Looks like he wants you to do everything, as long as he's fed he couldn't give a rats arse:dohh:
Massive :hugs:

Hopefully he'll see what he's been missing and be back with his tail between his legsand realise he needs to help out more :growlmad:


----------



## Hollys_Twinny

Awww hunny! I'm so sorry to hear this! I have a lazy partner who only works 25 hours a week and moans all the time! We were going to seperate a few weeks back but are now trying to work on things!

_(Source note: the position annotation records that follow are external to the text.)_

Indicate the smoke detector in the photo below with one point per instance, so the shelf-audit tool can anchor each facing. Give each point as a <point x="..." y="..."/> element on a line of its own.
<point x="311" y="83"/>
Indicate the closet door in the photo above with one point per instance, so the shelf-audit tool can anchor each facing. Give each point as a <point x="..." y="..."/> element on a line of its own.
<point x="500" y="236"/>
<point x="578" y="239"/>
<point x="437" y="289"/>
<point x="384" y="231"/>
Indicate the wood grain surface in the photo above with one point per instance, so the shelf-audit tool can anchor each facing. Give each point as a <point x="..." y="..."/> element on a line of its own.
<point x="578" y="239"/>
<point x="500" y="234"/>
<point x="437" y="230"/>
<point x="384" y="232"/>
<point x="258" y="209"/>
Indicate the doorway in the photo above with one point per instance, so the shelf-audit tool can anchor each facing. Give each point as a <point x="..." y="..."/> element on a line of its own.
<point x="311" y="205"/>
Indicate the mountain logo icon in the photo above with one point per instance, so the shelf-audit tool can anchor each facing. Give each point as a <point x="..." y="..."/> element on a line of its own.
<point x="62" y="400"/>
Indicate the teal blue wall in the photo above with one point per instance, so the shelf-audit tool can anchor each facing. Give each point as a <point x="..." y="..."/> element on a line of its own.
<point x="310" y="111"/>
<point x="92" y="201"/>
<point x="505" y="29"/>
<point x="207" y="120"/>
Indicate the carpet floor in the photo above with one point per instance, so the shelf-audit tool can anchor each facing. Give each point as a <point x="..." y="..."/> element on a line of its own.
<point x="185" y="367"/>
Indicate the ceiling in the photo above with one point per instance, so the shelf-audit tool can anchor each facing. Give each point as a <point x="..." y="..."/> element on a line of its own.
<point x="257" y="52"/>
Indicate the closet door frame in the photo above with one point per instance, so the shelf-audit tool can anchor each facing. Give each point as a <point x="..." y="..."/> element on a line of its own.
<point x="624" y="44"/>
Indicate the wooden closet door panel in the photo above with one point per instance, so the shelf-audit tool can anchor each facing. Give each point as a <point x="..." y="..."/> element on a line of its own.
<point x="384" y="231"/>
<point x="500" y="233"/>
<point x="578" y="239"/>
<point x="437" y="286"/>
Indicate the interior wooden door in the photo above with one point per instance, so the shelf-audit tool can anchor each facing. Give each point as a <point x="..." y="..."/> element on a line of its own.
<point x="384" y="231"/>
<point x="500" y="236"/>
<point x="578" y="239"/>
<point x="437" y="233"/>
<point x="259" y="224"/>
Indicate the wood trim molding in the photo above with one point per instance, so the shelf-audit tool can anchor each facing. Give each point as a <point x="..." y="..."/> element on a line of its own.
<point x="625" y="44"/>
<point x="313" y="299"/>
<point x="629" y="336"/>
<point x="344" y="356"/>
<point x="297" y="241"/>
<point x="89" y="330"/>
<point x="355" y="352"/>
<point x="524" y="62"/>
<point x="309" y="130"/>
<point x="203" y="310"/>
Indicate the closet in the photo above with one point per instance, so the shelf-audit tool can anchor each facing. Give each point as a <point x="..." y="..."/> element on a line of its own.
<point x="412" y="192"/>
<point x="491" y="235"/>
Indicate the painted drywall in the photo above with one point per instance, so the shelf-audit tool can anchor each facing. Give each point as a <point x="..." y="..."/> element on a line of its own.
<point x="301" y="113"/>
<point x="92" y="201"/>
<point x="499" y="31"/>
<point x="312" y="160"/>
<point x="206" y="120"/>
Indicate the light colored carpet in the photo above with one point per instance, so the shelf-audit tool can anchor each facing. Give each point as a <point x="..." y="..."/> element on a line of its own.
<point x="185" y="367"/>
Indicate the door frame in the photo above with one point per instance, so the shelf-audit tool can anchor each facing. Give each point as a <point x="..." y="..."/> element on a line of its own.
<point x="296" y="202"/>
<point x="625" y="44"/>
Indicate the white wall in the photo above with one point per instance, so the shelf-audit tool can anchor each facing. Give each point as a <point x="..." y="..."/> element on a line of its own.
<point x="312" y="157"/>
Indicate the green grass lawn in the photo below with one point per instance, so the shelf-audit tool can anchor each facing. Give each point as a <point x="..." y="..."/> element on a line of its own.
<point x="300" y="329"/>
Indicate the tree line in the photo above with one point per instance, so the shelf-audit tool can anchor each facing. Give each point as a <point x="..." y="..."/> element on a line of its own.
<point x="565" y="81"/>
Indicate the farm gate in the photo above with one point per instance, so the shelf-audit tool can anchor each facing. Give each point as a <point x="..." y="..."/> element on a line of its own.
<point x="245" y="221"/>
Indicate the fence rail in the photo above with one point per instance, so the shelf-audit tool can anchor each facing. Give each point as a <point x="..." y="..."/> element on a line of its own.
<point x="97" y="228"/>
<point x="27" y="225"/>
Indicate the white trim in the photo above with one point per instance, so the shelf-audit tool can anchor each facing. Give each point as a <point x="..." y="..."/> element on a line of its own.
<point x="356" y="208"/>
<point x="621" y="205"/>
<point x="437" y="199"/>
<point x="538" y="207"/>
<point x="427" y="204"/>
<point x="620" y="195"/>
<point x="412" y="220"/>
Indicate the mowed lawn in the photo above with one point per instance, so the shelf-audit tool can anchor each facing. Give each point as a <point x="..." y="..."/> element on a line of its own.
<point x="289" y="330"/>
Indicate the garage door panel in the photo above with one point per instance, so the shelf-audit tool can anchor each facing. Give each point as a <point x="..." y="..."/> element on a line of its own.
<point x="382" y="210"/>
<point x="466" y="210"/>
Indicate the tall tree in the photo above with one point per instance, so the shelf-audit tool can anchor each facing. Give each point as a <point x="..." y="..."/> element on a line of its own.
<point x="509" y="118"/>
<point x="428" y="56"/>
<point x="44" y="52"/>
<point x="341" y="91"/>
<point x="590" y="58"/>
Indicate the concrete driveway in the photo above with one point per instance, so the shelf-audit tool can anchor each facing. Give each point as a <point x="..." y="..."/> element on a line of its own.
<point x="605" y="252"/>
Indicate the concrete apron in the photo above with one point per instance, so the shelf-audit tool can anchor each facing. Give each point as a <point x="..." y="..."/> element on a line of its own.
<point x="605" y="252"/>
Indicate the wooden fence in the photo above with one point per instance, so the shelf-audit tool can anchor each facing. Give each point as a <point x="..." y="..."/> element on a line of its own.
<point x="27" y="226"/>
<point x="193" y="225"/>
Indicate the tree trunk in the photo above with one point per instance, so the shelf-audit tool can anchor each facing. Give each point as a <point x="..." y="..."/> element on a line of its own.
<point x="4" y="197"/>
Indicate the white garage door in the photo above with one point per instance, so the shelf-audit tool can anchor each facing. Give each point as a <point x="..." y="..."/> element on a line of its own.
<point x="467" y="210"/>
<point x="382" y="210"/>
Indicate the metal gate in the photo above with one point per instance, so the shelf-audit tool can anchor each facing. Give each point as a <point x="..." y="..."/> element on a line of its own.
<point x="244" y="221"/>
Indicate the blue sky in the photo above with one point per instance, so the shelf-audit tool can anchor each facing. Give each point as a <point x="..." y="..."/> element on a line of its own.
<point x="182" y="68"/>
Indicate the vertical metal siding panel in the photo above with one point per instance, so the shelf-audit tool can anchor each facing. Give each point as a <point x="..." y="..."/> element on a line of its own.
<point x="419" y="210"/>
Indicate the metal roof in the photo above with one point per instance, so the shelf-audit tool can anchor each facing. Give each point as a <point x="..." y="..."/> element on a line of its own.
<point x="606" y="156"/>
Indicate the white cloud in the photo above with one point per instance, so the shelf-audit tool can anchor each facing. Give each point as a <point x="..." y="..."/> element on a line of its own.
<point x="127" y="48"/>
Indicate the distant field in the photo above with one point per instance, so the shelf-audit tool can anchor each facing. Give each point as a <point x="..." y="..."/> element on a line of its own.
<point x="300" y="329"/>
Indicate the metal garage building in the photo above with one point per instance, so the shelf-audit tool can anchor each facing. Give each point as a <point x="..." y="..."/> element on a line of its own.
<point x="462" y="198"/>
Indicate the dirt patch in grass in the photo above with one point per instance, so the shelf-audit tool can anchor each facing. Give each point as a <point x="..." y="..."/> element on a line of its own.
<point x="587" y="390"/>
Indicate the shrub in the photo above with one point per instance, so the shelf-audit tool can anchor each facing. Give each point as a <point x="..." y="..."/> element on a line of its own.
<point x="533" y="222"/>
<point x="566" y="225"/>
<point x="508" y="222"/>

I hope you cheer up soon sweetie!!! Just focus on your gorgeous little boy
( who has an awesome name btw ;) )


----------



## Faerie

Oh honey I'm so sorry :hugs: Hopefully he'll realise what a fool he's being!


----------



## purpledahlia

oh no! sorry to hear that, its a bit strange he doesnt want any of their stuff? maybe he will wanna talk in a few days! xxx


----------



## amazed

sorry hun xx


----------



## Vickie

:hugs: So sorry


----------



## FEDup1981

:hugs: hope its not as bad as it seems hun xxx


----------



## dizzyspells

So sorry to hear this hun.xx


----------



## honey08

~KACI~ said:


> honey08 said:
> 
> 
> i cant either uknow ,ive been so poorly for past 2days all i wanted was for them both to help me clean the house (as i do on my own all the time !! ) n he cudnt even do that 4me, very upsetting ,hes always on his laptop not sure wether hes been seeing someone eles uknow cos he left so easiley in the past weve ad worser arguments and he aint gone !
> 
> Looks like he wants you to do everything, as long as he's fed he couldn't give a rats arse:dohh:
> Massive :hugs:
> 
> Hopefully he'll see what he's been missing and be back with his tail between his legsand realise he needs to help out more :growlmad:Click to expand...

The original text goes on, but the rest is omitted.